Sophisticated investors with an active exit strategy. This isn’t a buy-and-forget holding. It requires monitoring the VIX regime and having a clear plan for when to reduce exposure. Investors who will watch the fund passively while the VIX stays elevated are the ones who absorb the worst outcomes.
None of these conditions are met for most retail investors scanning for yield today.
Anyone who needs principal stability. The -33.50% max drawdown is real and documented. If losing a third of NAV is unacceptable, SVOL is not the answer regardless of the monthly distribution.
Long-term buy-and-hold income investors. NAV is down 20%+ since inception over five years. SCHD dividend growth strategies have delivered better total returns with a fraction of the volatility. A growing dividend and appreciating NAV compound over a decade in ways that fixed monthly distributions against declining principal cannot.
Anyone entering at VIX’s 91st percentile. This is structurally the wrong time to initiate a short-volatility position. The premium being collected does not justify the risk of sustained VIX elevation or a further spike. The fund may recover when volatility normalizes — but entering at elevated VIX means accepting the worst part of the cycle.
Investors who see “22%” and stop reading. The yield is real. The mechanism that generates it is volatile and directional. Collecting $0.30/month while NAV trends toward $14 or $13 is not passive income — it’s a drawdown with a payout schedule attached.
SVOL generates income by shorting VIX futures — approximately 0.2x to 0.3x inverse — while buying VIX call options to hedge against catastrophic spikes. It collects the historically consistent spread between implied volatility (what options and futures price in) and realized volatility (what markets actually deliver). It is a short-volatility income strategy, not a covered call ETF.
The 22% yield is real income from a real mechanism.

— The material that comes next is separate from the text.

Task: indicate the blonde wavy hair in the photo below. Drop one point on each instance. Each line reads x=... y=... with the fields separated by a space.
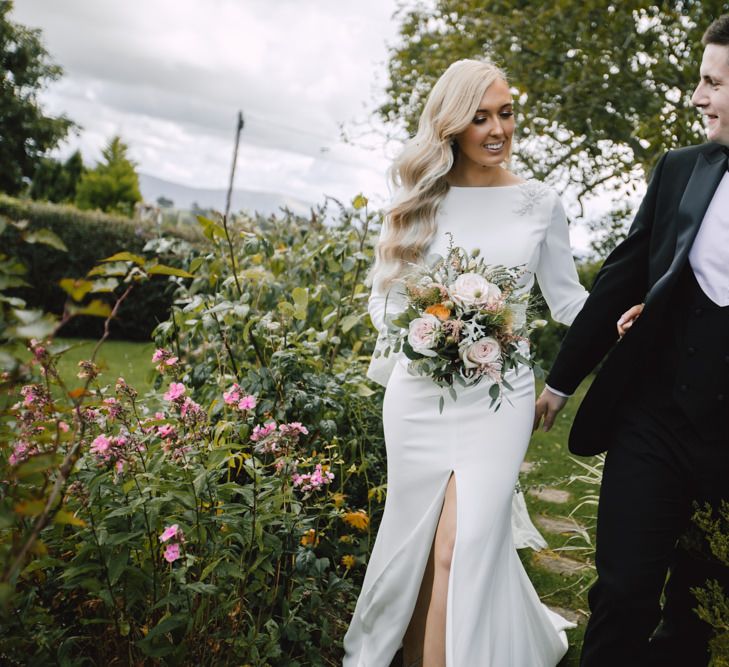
x=418 y=175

Short volatility is a legitimate strategy with a genuinely positive expected value when volatility is low and stable.
The problem is that volatility is neither low nor stable right now. VIX at 25.09 — 91st percentile — means SVOL is operating in exactly the environment where its core position loses ground. The call overlay is designed for sudden spikes, not extended elevated regimes. NAV has declined 20%+ since inception. Max drawdown is -33.50%. 2026 YTD is -5.96% before factoring in distributions received.
There’s a version of SVOL that makes sense: low VIX, small allocation, tax-advantaged account, active monitoring, clear exit strategy. That describes a narrow slice of conditions and a specific type of investor.
At VIX 25, down 5.96% YTD, with NAV down 20% from launch and sitting at the 91st percentile of recent volatility — the math doesn’t work for most people buying it today for passive income.
The yield is the headline. The total return is the story.
Yield, NAV, and performance figures sourced from Simplify’s SVOL fund page and ETF data as of May 2026. VIX percentile based on trailing 12-month data. Max drawdown and YTD figures from publicly available ETF tracking data. Past performance does not guarantee future results. This is not financial advice.